Could someone pull that fix into this PR and fix the conflicts so this can be merged?
@davidthomas426 @ymwangg I have checked that commit and the modification is mutually identical with my local change. currently I am conducting more tests with our internal inference engine. but if the vllm community tests okay, feel free to commit or notify @skrider to update this PR.
Thanks for your great work! Does this PR support varlen with KV block: https://github.com/Dao-AILab/flash-attention/commit/2a15840f09905a55adbb2d218c3cd8244d8b922d
Thank you everyone for all the help! I will review locally and push the fix. I used the difference between page indices rather than calculating the offset directly because that's how it was done originally. Besides saving a register I am not sure if there are any advantages to doing this.
@gnap curious what your process was for finding the bug?

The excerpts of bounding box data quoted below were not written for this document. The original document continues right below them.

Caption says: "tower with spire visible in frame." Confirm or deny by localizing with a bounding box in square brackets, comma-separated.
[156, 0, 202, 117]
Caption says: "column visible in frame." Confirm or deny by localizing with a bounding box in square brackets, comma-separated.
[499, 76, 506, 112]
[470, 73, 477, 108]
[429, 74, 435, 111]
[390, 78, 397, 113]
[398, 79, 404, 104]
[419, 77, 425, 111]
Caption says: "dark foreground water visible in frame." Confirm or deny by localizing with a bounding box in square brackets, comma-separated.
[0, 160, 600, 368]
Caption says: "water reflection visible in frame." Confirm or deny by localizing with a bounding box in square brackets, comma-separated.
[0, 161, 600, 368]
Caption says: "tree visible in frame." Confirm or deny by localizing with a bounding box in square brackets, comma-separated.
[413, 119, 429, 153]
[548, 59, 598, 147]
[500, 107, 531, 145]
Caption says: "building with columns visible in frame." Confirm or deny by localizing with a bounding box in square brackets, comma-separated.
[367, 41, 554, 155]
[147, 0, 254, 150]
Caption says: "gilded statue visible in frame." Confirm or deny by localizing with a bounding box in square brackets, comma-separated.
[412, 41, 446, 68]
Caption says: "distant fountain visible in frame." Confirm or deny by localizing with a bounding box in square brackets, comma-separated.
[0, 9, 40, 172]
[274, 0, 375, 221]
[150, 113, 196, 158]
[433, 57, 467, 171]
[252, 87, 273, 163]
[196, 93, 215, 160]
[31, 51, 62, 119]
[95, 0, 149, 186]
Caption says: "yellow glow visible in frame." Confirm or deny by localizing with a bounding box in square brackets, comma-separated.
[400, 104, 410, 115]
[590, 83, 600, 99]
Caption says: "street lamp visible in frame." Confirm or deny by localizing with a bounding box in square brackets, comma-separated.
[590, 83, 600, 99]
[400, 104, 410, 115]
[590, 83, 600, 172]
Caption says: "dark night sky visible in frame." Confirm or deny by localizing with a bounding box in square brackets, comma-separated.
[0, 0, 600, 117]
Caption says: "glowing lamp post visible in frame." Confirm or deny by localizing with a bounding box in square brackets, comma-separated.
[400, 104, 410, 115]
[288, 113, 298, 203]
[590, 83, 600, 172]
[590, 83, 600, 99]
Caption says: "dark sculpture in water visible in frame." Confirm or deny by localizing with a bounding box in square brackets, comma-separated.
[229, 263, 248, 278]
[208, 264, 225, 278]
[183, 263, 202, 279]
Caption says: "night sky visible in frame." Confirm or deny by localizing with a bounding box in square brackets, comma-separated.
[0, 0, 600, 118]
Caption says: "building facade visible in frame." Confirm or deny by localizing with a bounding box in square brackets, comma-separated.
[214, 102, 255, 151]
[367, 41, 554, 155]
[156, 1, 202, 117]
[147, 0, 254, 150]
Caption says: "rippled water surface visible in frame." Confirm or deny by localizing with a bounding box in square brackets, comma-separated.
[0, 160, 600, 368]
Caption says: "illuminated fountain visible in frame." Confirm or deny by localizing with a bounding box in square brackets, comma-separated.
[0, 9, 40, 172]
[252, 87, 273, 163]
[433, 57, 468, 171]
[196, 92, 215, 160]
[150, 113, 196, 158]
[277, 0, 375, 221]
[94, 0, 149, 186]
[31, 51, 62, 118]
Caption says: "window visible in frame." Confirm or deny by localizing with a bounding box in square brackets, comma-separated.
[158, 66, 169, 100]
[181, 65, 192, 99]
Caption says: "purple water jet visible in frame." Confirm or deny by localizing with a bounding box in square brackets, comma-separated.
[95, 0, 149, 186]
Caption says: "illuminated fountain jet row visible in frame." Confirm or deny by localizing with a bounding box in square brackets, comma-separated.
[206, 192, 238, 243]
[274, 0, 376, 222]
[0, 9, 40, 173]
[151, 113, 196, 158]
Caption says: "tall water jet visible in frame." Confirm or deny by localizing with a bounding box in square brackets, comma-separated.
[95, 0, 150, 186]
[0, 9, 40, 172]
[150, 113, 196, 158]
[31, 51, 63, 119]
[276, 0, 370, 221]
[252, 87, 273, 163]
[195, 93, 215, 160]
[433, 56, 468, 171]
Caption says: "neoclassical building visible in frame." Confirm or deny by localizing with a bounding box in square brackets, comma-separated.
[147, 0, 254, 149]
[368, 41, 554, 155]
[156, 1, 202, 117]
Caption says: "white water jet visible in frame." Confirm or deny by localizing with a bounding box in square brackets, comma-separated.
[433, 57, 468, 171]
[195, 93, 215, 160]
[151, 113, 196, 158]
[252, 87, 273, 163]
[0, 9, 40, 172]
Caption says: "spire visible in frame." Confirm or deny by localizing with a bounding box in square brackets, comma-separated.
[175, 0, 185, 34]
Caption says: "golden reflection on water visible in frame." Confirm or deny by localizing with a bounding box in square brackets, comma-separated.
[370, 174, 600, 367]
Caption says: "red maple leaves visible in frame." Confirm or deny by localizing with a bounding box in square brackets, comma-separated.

Thanks for your great work! Does this PR support varlen with KV block: https://github.com/Dao-AILab/flash-attention/commit/2a15840f09905a55adbb2d218c3cd8244d8b922d
In progress, expect it sometime next week
These changes pass unit tests for standard and varlen APIs as well as the example provided above by @ymwangg
@gnap curious what your process was for finding the bug?
by ran the compute-santinizer --tool memcheck against the reproduction code @ymwangg provided, which showed that some threads did access memory addresses way smaller than gK, gV's gmem_ptr, then with some printings did find that table_diffs could be larger than the partitioned copy tile's strides.
Thanks so much for your work @skrider. Can you rebase and then I'll merge?
@skrider Are you going to rebase this so it can get merged?
@tridao absolutely! Sorry, just seeing this. Notification fell through the cracks.
@skrider It looks like rebasing was pretty easy. would you mind if I just create a PR to your branch? (I just ran git merge main, and no conflict)
@skrider Hi, any updates on this PR?
Any updates on the current PR ? @skrider
This PR has already been merged into this repository and is now part of the version of flash_attention, which vllm depends on.